GNU Parallel¶
GNU parallel is a shell tool for executing jobs in parallel using one or more computers. A job can be a single command or a small script that has to be run for each of the lines in the input. The typical input is a list of files, a list of hosts, a list of users, a list of URLs, or a list of tables. A job can also be a command that reads from a pipe. GNU parallel can then split the input and pipe it into commands in parallel.
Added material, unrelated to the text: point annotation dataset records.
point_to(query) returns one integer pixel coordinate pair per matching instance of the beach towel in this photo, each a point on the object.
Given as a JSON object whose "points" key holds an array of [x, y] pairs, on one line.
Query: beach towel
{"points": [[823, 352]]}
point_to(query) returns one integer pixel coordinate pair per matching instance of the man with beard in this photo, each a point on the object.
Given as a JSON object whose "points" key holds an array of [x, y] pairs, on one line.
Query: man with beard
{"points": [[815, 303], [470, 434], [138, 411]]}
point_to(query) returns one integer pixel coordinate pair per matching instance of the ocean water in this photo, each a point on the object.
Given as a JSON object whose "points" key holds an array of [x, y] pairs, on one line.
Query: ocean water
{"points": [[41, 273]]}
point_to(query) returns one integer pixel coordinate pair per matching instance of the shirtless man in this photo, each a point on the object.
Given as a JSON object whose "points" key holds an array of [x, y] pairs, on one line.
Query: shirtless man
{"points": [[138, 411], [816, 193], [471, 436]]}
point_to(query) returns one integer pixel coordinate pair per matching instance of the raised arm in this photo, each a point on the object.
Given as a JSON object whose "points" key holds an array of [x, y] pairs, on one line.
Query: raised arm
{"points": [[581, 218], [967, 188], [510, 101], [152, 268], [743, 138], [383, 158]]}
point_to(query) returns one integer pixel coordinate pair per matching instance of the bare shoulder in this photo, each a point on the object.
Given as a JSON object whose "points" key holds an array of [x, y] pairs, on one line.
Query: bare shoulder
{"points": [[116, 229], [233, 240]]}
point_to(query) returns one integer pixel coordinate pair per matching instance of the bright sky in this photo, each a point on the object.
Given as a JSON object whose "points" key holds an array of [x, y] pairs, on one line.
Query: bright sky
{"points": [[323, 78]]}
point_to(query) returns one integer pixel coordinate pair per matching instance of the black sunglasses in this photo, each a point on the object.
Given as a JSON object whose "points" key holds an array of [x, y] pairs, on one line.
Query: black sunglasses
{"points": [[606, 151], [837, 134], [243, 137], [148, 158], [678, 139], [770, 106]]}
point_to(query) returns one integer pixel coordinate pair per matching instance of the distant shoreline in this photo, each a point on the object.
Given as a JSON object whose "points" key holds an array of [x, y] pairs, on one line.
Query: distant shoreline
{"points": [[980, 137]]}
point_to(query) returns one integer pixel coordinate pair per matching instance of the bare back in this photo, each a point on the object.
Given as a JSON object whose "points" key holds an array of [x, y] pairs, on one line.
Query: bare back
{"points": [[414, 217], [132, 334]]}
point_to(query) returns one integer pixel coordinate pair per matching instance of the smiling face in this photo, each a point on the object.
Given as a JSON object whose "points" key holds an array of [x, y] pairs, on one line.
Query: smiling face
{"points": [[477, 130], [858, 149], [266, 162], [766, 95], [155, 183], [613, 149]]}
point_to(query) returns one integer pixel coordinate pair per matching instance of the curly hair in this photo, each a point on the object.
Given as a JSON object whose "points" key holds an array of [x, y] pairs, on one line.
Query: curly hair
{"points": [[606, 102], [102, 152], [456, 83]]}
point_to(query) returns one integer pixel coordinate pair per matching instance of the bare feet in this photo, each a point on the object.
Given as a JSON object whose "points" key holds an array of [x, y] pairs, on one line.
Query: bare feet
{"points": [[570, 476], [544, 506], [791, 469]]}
GNU Parallel is available as a module on Apocrita.
Usage¶
To run the default installed version of GNU Parallel, simply load the parallel
module:
module load parallel
then run, for example a parallel gzip on multiple files:
parallel gzip ::: file1 file2 file3
Alternatively, the list of commands to run can be specified using an input file:
parallel ::: < list.sh
Within a script this can be done using a here document e.g.
parallel ::: <<ENDOFLIST
command1 -option1 file1
command2 -option2 file2
ENDOFLIST
Example job¶
Serial job¶
Here is an example job running on 4 cores.
#!/bin/bash
#SBATCH -n 4 # (or --ntasks=4) Request 4 cores
#SBATCH --mem-per-cpu=1G # Request 1GB RAM per core
#SBATCH -t 1:0:0 # Request 1 hour runtime
module load parallel
parallel gzip ::: file1 file2 file3 file4